# purchasing a new camera?



## MarbleChameleon (Mar 18, 2012)

I currently have a Canon G11, (from a relative who updated to another camera.) I have really come to love photography, and would like to become a more serious photographer. I have wanted to upgrade a dslr, but don't know where to start (though i would prefer purchasing within canon.) I'm not even sure wether an upgrade is necessary, as my g11 has served me well for a long time. With a dslr i would have some advantages over a p&s. Does anyone have any suggestions of a good entry-level dslr? Any advice would be greatly appreciated.


----------



## 2WheelPhoto (Mar 18, 2012)

I'm liking the 5D mark III


----------



## DorkSterr (Mar 18, 2012)

Yes! 5DMIII I hear its the new king of high ISO beating out the D3S and D4.


----------



## jaomul (Mar 19, 2012)

Ya I think that the 2 posts above refer to entry level on a different planet.Your most obvious choice is the 550d (t2i in the states) i think. It is just a step up from canons entry level 1100d, has great picture quality and hd video if that's your thing. It is a great starter camera but that makes it sound like you will need to upgrade soon after buying it.In my opinion most people using this camera will find it has more than they ever need unless they really go into photography. It be a big step up from your current camera


----------



## KenC (Mar 19, 2012)

I agree with the suggestion of the T2i.  I have a G11, which is a great camera, but even my earlier Rebel DSLR was capable of producing better image quality, and the T2i much more so.  In addition you get the benefit of having your choice of lenses.  I started with the 50/1.8 because a 50 was my most frequently used lens on my old Pentax film cameras.  The angle of view on a non-full frame camera is a bit tighter, but it functions essentially as a normal lens.


----------



## hukim0531 (Mar 19, 2012)

jaomul said:


> Ya I think that the 2 posts above refer to entry level on a different planet.Your most obvious choice is the 550d (t2i in the states) i think. It is just a step up from canons entry level 1100d, has great picture quality and hd video if that's your thing. It is a great starter camera but that makes it sound like you will need to upgrade soon after buying it.In my opinion most people using this camera will find it has more than they ever need unless they really go into photography. It be a big step up from your current camera



I started out with a used XTi I purchased off of eBay as a newbie and served me well.  It was a great learning tool for me.  I second Jaomul's thoughts in starting out with an entrish body and step up to more expensive, more complicated body once you are comfortable with how to set correct exposure (combination of ISO, shutter speed and aperture).  A good book to read is "Understanding Exposure" by Bryan Peterson.  $16 on Amazon.  You can start with a decent lens if money is of no issue, but if it is, go with 50mm f/1.8 prime lens.  If you can find 1st iteration (mark 1) of 50 f1.8 lens, it will lask you longer while similar optics as mark 2.  

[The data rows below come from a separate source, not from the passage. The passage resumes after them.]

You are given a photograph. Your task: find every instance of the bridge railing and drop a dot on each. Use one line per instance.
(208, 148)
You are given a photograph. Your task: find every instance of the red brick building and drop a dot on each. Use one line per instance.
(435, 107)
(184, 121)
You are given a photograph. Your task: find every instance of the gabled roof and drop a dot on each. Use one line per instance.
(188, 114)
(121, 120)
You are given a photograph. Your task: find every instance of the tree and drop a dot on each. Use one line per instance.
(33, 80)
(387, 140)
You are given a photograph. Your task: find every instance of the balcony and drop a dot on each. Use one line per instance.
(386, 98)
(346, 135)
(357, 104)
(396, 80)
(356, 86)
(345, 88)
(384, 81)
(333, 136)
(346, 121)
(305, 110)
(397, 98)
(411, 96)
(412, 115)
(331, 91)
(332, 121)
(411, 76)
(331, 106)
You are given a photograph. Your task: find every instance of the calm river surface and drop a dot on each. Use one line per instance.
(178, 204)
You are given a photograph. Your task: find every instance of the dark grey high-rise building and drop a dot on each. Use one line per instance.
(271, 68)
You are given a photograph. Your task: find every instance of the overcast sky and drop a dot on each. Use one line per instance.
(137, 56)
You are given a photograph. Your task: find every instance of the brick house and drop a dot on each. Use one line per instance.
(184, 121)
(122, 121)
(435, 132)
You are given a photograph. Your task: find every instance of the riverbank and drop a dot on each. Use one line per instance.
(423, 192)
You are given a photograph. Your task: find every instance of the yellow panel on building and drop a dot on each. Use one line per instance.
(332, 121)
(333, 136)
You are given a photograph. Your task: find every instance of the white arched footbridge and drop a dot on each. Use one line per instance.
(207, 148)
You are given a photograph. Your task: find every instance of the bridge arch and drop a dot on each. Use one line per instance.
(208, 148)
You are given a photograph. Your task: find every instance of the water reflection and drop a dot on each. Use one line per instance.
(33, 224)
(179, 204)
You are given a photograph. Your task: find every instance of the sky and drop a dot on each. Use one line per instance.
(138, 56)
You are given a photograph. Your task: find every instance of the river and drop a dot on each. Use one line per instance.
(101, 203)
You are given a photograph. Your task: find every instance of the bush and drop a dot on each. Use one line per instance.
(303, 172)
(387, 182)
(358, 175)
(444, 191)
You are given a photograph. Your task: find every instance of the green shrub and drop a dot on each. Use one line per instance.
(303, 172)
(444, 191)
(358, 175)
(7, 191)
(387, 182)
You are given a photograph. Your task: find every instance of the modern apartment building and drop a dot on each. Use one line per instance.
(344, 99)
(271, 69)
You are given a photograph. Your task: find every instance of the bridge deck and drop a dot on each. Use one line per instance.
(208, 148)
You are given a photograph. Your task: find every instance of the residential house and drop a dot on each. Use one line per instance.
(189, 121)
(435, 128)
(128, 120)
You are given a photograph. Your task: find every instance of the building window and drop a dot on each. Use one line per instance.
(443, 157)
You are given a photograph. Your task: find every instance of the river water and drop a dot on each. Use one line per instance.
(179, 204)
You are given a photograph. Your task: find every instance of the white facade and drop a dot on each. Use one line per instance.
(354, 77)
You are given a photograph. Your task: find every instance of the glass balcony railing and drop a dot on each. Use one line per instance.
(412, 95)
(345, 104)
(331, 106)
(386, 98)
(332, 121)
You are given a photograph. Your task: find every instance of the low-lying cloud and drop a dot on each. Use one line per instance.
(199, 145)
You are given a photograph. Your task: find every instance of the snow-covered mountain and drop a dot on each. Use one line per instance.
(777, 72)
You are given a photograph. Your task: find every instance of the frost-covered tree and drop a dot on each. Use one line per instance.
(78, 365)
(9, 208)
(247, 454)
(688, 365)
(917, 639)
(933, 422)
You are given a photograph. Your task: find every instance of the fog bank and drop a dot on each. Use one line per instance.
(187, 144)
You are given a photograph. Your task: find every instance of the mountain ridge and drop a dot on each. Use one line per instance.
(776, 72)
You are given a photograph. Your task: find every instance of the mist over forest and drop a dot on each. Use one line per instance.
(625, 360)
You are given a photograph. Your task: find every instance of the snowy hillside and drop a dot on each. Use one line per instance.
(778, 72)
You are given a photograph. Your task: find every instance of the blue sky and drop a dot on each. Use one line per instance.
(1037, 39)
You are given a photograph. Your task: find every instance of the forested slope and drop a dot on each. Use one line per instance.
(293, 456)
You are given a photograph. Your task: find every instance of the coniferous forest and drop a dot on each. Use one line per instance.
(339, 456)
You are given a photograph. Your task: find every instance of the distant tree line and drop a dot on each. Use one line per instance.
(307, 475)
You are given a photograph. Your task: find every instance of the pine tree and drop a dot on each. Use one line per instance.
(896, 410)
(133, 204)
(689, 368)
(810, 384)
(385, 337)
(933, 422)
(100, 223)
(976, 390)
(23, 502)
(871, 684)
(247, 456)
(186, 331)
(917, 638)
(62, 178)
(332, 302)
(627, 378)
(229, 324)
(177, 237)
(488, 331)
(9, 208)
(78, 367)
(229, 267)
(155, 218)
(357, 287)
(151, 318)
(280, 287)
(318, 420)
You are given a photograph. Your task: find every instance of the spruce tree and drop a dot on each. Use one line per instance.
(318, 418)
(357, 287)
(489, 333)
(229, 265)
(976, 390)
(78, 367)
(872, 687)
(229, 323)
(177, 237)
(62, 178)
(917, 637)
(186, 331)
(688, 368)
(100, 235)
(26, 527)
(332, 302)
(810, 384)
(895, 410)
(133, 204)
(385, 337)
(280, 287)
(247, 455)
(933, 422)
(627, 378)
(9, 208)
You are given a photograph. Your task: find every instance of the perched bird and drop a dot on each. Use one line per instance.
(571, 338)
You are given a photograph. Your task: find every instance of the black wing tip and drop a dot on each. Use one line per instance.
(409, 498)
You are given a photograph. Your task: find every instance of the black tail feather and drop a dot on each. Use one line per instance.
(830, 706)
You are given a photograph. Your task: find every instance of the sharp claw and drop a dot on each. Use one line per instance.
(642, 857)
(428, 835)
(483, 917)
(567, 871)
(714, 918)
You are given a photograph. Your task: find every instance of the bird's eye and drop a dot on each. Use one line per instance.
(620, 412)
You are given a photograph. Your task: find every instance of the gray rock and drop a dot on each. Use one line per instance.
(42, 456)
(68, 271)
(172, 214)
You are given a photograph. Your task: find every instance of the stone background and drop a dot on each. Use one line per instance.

Again, if money's of no issue, I think I would have started with a full frame (FF) camera namely 5d mark 2 unless you shoot mainly birds or sports that takes advantage of 1.6x crop factor.


----------



## MarbleChameleon (Mar 20, 2012)

After some research on the T2i, I decided its an appropriate starting point, and will most likely purchase it. Thanks for the input and time!


----------